In der Demokratischen Schule Fokus wird Verantwortung geteilt, Mitgestaltung selbstverständlich gelebt und Lernen als gemeinsamer Prozess verstanden.

Schüler:innen moderieren Versammlungen, führen Protokolle, bringen Anliegen ein und gestalten Regeln mit. Demokratie ist kein Unterrichtsgegenstand – sie ist Praxis.


Ein anderer Umgang mit Zeit: Kernanwesenheit statt Taktung

Besonders eindrücklich war für mich, wie Zeit hier gedacht wird. Statt eines Stundenplans mit festen 45-Minuten-Lektionen gibt es eine Kernanwesenheitszeit von 9.30 bis 15.00 Uhr. In dieser Zeit sind alle da – davor und danach entscheiden die Lernenden selbst, wann sie kommen und wann sie gehen.


Dabei gilt ein Prinzip, das für viele Schulen bereits ein Paradigmenwechsel wäre: Freiheit braucht Verbindlichkeit. Wer kommt, trägt sich ein. Nicht zur Kontrolle – sondern zur Verantwortung gegenüber der Gemeinschaft.


Innerhalb dieses Rahmens planen die Lernenden ihren Tag selbst: arbeiten an Projekten, vertiefen sich in Themen, besuchen Ateliers, spielen, kochen, lesen, üben, diskutieren, reflektieren. Der Rhythmus entsteht aus dem Lernen – nicht aus einem Stundenplan.
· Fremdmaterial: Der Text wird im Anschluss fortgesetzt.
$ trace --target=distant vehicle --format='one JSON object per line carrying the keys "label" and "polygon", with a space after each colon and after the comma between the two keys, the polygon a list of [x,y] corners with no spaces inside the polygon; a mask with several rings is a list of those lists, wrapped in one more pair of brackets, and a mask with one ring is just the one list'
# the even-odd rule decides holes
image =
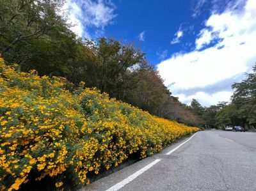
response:
{"label": "distant vehicle", "polygon": [[233,126],[227,126],[225,128],[225,131],[232,131],[233,130]]}
{"label": "distant vehicle", "polygon": [[244,128],[243,126],[235,126],[233,127],[233,132],[245,132]]}

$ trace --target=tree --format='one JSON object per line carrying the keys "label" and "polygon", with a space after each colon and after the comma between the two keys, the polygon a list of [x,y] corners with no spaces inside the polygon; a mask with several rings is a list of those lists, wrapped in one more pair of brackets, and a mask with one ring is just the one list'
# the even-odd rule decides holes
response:
{"label": "tree", "polygon": [[76,36],[69,29],[64,0],[0,1],[0,52],[22,70],[63,75],[66,61],[74,57]]}
{"label": "tree", "polygon": [[232,103],[244,125],[256,126],[256,65],[241,82],[232,85]]}

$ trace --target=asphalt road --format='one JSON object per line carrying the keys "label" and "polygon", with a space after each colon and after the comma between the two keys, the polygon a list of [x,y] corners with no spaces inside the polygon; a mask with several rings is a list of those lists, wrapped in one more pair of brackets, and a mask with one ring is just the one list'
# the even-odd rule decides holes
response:
{"label": "asphalt road", "polygon": [[166,155],[186,141],[81,190],[256,190],[256,133],[200,132]]}

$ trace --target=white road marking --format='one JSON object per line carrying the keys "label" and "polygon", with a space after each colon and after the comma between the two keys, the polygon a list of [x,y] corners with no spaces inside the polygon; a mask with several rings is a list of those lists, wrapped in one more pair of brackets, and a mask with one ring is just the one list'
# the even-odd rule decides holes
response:
{"label": "white road marking", "polygon": [[[179,148],[182,146],[183,144],[184,144],[186,142],[189,141],[190,139],[192,139],[193,137],[196,134],[195,133],[191,137],[188,139],[187,141],[186,141],[180,144],[179,146],[176,147],[175,148],[173,149],[172,151],[168,152],[166,155],[170,155],[172,153],[174,152],[175,150],[177,150]],[[136,178],[138,176],[143,173],[145,171],[148,170],[150,168],[151,168],[152,166],[154,166],[155,164],[156,164],[157,162],[160,162],[161,160],[161,159],[156,159],[150,164],[148,164],[147,166],[143,167],[140,170],[138,171],[137,172],[134,172],[132,175],[128,176],[128,178],[123,180],[120,182],[118,183],[117,184],[113,185],[112,187],[108,188],[106,191],[116,191],[118,190],[120,188],[124,187],[125,185],[129,183],[129,182],[132,181],[134,180],[135,178]]]}
{"label": "white road marking", "polygon": [[226,140],[228,140],[229,141],[234,142],[234,141],[232,140],[232,139],[228,139],[228,138],[225,138],[225,139],[226,139]]}
{"label": "white road marking", "polygon": [[141,169],[135,173],[134,173],[132,175],[128,176],[128,178],[127,178],[125,180],[121,181],[120,183],[116,184],[115,185],[113,186],[110,188],[108,188],[106,191],[116,191],[116,190],[118,190],[120,188],[121,188],[122,187],[124,187],[125,185],[129,183],[130,181],[131,181],[133,180],[134,180],[135,178],[136,178],[139,175],[141,174],[145,171],[146,171],[147,170],[148,170],[150,168],[151,168],[152,166],[154,166],[155,164],[156,164],[159,161],[161,161],[161,159],[155,160],[154,162],[151,162],[149,164],[148,164],[145,167],[143,167]]}
{"label": "white road marking", "polygon": [[195,136],[195,134],[196,134],[196,133],[195,133],[194,135],[193,135],[193,136],[191,137],[190,137],[189,139],[188,139],[187,141],[186,141],[184,142],[182,142],[182,144],[180,144],[179,146],[178,146],[177,147],[176,147],[175,148],[173,149],[172,150],[170,151],[169,152],[168,152],[166,155],[170,155],[172,153],[173,153],[175,151],[176,151],[177,149],[179,149],[180,146],[182,146],[183,144],[184,144],[186,142],[187,142],[188,141],[189,141],[190,139],[191,139],[193,138],[193,137]]}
Die Frage, die mich dabei begleitet hat: Wie würde sich Lernen verändern, wenn wir Lernzeit nicht mehr einteilen, sondern gestalten würden?


Lehrplan 21 als „Laufbahn“ statt als Taktgeber

Ich habe oft gehört: „Demokratische Schulen sind schön – aber wie machen sie das mit dem Lehrplan?“ Die Schule Fokus hat darauf eine klare Antwort: Sie erfüllen den Lehrplan über die ganze Schullaufbahn, nicht über Lektionen.
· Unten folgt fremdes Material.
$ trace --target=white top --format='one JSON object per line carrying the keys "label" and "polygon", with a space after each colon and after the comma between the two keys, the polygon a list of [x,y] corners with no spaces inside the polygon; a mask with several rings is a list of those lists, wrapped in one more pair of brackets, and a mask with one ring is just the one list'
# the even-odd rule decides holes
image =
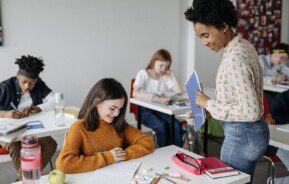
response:
{"label": "white top", "polygon": [[269,125],[270,141],[269,144],[289,151],[289,132],[283,131],[284,125]]}
{"label": "white top", "polygon": [[159,79],[151,78],[150,74],[142,69],[136,75],[133,87],[139,87],[141,90],[148,93],[164,93],[171,91],[175,86],[172,77],[168,75],[162,75]]}
{"label": "white top", "polygon": [[[23,93],[21,96],[18,110],[21,112],[25,107],[30,107],[32,105],[32,98],[30,93]],[[50,92],[44,99],[43,103],[37,105],[42,111],[50,111],[54,109],[54,92]]]}
{"label": "white top", "polygon": [[[200,155],[194,154],[182,148],[176,146],[167,146],[163,148],[156,149],[153,153],[133,159],[126,162],[141,162],[139,169],[136,172],[136,175],[140,176],[154,176],[155,173],[181,173],[186,178],[189,178],[190,181],[183,181],[180,179],[170,178],[174,182],[178,184],[190,184],[190,183],[202,183],[202,184],[244,184],[250,181],[250,175],[240,172],[239,175],[231,176],[231,177],[224,177],[219,179],[212,179],[206,174],[202,175],[194,175],[189,173],[188,171],[180,168],[177,166],[171,159],[173,155],[175,155],[178,151],[182,151],[192,157],[200,158]],[[165,167],[169,167],[168,170],[165,170]],[[152,171],[148,173],[144,173],[144,169],[151,168]],[[65,183],[73,183],[73,184],[83,184],[88,183],[89,177],[93,174],[94,171],[91,172],[84,172],[79,174],[66,174],[66,181]],[[113,177],[113,176],[111,176]],[[95,180],[95,183],[98,183]],[[114,183],[118,183],[115,181]],[[169,184],[170,182],[166,181],[165,179],[161,179],[159,184]],[[21,184],[21,181],[14,183],[14,184]],[[41,177],[41,184],[49,184],[48,175]]]}
{"label": "white top", "polygon": [[254,46],[237,35],[224,49],[216,78],[216,99],[207,102],[213,118],[254,122],[263,115],[263,77]]}

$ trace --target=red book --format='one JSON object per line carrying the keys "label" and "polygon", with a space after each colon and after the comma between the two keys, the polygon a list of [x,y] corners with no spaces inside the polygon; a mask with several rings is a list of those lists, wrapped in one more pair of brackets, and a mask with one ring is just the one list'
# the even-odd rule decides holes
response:
{"label": "red book", "polygon": [[199,158],[204,164],[205,173],[211,178],[222,178],[227,176],[238,175],[239,171],[228,166],[217,157]]}

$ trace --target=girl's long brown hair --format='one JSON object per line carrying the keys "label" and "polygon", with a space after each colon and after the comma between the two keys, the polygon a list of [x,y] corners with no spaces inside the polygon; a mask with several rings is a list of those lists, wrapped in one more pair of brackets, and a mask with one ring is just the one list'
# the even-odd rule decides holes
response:
{"label": "girl's long brown hair", "polygon": [[123,86],[112,78],[104,78],[98,81],[89,91],[78,114],[79,119],[84,119],[85,127],[89,131],[98,128],[99,114],[96,108],[97,104],[105,100],[115,100],[124,98],[125,102],[120,109],[120,113],[114,118],[112,124],[118,133],[122,133],[127,126],[125,122],[125,112],[127,107],[127,94]]}
{"label": "girl's long brown hair", "polygon": [[170,62],[170,65],[168,67],[168,69],[170,69],[171,67],[171,64],[172,64],[172,57],[171,57],[171,54],[169,53],[169,51],[165,50],[165,49],[160,49],[160,50],[157,50],[150,63],[148,64],[148,66],[146,67],[146,69],[153,69],[154,68],[154,64],[155,62],[159,60],[159,61],[168,61]]}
Die Kompetenzen des Lehrplan 21 werden nicht in Fächern abgearbeitet, sondern über die gesamte Schulzeit hinweg aufgebaut, erlebt und reflektiert. Nicht jede Kompetenz zu einem festgelegten Alter – sondern dann, wenn sie im Lernprozess sinnvoll wird.

Das ist nicht weniger anspruchsvoll – es ist anders anspruchsvoll. Es braucht Dokumentation, Resonanzräume, Feedback-Schlaufen, Mentoratsgespräche und eine hohe Klarheit darüber, was Lernen eigentlich ist.


Medienkompetenz als Verantwortung, nicht als Verbot

Ein weiterer Aspekt, der mich beeindruckt hat, war der Umgang mit Medien. Vor einigen Jahren hat die Schule gemerkt: Die digitale Nutzung lief zu schnell, zu viel, zu unreflektiert. Statt ein Handyverbot auszurufen, wurde das System verändert.

Heute gilt:

  • Mediennutzung ist erst ab ca. 9 Jahren möglich

  • Nur mit Medienzertifikat, nach einem intensiven Kurs

  • Das eigene Gerät bleibt eingeschlossen, bis es bewusst genutzt wird

  • Digitale Nutzung ist sichtbar, nicht heimlich – und immer begründet

Diese Haltung dreht die gängige Logik um: Nicht Erwachsene setzen Regeln und kontrollieren – Kinder erwerben Kompetenz und übernehmen Verantwortung.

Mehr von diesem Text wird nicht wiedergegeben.